The Second sphere deals with the makers of the Islamic conception of the State and may be called political. The third and the fourth deal with ancient figures or those who made errors in their efforts. The fifth brings in poets Hallaj, Tahira, Ghalib, etc., who are brought up in the rear by Iblis himself. In this the ghazals make the atmosphere entirely poetical and the dialogue too are about poetry and its value. In the sixth evil spirits under the influence of Saturn are shown. The last begins with Nietzsche and leads upto the vision of Paradise. The epilogue is addressed to the poet's son who is taken as the symbol of the rising generation. On the whole the poem is a summary of Iqbal's philosophy and an index of the triumph of his artistic powers. The exposition of the significance of the various figures and their speeches will require a book. Here we dwell a little on the extreme variety of the effects produced by the variations of the couplet. Iqbal is here guided by Rumi not only in his journey to heaven but also in his progress towards the perfection of the poetic art. The short, sharp, tripping, hauntingly musical, simply dressed, and infinitely forceful couplet of the Mathnavi has been entirely handed over to Iqbal who makes it completely his own. We have already seen the effect of the couplets which Iblis speaks. Here we may quote a set of a different type.

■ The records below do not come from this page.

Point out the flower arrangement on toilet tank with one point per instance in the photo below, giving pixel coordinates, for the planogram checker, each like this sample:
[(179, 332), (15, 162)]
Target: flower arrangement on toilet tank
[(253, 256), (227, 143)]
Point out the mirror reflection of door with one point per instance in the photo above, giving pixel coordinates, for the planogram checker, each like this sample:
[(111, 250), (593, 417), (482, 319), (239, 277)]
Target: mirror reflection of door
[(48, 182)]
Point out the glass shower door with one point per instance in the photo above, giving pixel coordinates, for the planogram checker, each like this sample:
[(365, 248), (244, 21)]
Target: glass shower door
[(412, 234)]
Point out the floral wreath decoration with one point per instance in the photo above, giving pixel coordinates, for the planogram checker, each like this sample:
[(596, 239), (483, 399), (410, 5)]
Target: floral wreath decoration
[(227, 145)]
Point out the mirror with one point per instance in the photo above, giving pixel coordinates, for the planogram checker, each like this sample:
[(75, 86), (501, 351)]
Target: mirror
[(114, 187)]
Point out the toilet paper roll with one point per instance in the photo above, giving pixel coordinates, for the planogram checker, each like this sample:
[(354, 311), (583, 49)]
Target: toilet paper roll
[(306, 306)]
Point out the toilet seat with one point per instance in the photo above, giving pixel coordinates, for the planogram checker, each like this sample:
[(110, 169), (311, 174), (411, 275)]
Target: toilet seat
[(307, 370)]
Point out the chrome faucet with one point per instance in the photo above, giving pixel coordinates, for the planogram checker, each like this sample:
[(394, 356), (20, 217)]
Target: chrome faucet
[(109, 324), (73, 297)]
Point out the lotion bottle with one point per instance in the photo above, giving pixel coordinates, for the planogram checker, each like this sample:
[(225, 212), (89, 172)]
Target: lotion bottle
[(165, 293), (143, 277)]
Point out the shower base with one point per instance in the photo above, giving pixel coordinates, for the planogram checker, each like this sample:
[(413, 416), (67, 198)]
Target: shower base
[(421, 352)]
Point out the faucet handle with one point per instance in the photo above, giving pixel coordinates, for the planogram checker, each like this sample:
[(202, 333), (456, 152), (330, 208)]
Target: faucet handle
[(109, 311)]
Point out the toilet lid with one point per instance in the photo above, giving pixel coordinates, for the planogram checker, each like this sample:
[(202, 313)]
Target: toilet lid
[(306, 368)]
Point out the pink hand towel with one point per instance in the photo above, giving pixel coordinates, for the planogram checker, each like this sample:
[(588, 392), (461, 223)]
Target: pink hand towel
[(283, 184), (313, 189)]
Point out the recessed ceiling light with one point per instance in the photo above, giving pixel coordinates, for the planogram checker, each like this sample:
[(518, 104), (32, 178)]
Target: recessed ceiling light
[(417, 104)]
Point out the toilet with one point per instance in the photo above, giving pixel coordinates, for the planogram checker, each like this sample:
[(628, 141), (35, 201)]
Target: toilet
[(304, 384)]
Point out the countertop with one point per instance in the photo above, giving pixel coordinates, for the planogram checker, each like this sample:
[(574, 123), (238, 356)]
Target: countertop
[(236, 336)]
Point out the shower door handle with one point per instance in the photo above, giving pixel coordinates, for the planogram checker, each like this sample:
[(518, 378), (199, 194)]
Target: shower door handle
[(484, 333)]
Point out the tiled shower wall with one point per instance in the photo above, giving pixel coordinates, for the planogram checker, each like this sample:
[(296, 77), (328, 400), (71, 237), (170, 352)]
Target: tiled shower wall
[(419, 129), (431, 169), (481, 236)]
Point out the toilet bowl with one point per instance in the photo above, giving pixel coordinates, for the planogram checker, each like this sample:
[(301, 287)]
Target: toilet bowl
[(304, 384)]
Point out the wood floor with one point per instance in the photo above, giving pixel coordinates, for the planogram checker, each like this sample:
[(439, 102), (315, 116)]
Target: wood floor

کار ما غیر از امید و بیم نیست

ہر کسے را ہمت تسلیم نیست

اے کہ گوئی بودنی ابن بود شود

کار ہا پابند آئن بود شد

معنی تقدیر کم فہمیدۂ

بے خودی را نی خدا را دیدۂ

مرد مومن با خدا دارد نیاز

با تو ما سازیم تو با ما بساز

عزم او خلاق تقدیر حق است

روز ہیجہ تیرا او تیر حق است

Our business is not but fear and hope;

Everyone cannot have the courage to submit.

O thou who sayest this was to be and so it happened

Matters are governed by circumstances and so come to pass.

Thou dost not know the meaning of Fate

Neither you saw God nor Self.

The Believer has contact with God;

"I agree with thee, thou agree with me."

His determination is the creator of the Destined Fall,

On the day of battle his arrow is the arrow of God.

Here we see how philosophical realism passes into sublimity by the time we reach the last couplet. In the poem these couplets occur just after some quoted from Rumi and we see how far the pupil has assimilated the art of the master in his own individual way. The master's simplicity has been coupled with the complexity of the modern age and the moral of Iqbal's achievement may be read in the following couplets from the speech of Tahira:

جلوۂ او بنگر اندر شہر و دشت

تا نہ پنداری کہ از عالم گذشت

در ضمیر عصر خود پوشیدہ است

اندریں خلوت چساں گنجیدہ است

His presence see in city and desert,

That thou mayest not feel that he is gone,

He is hidden in the conscience of his own age,

In this narrow loveliness how can he be?

Iqbal is undoubtedly our century's greatest artist in verse. He is not an experimenter, but a culminator, in the words of T.S. Eliot, "the most individual parts of his work may be those in which the dead poets, his ancestors, assert their immortality most vigorously."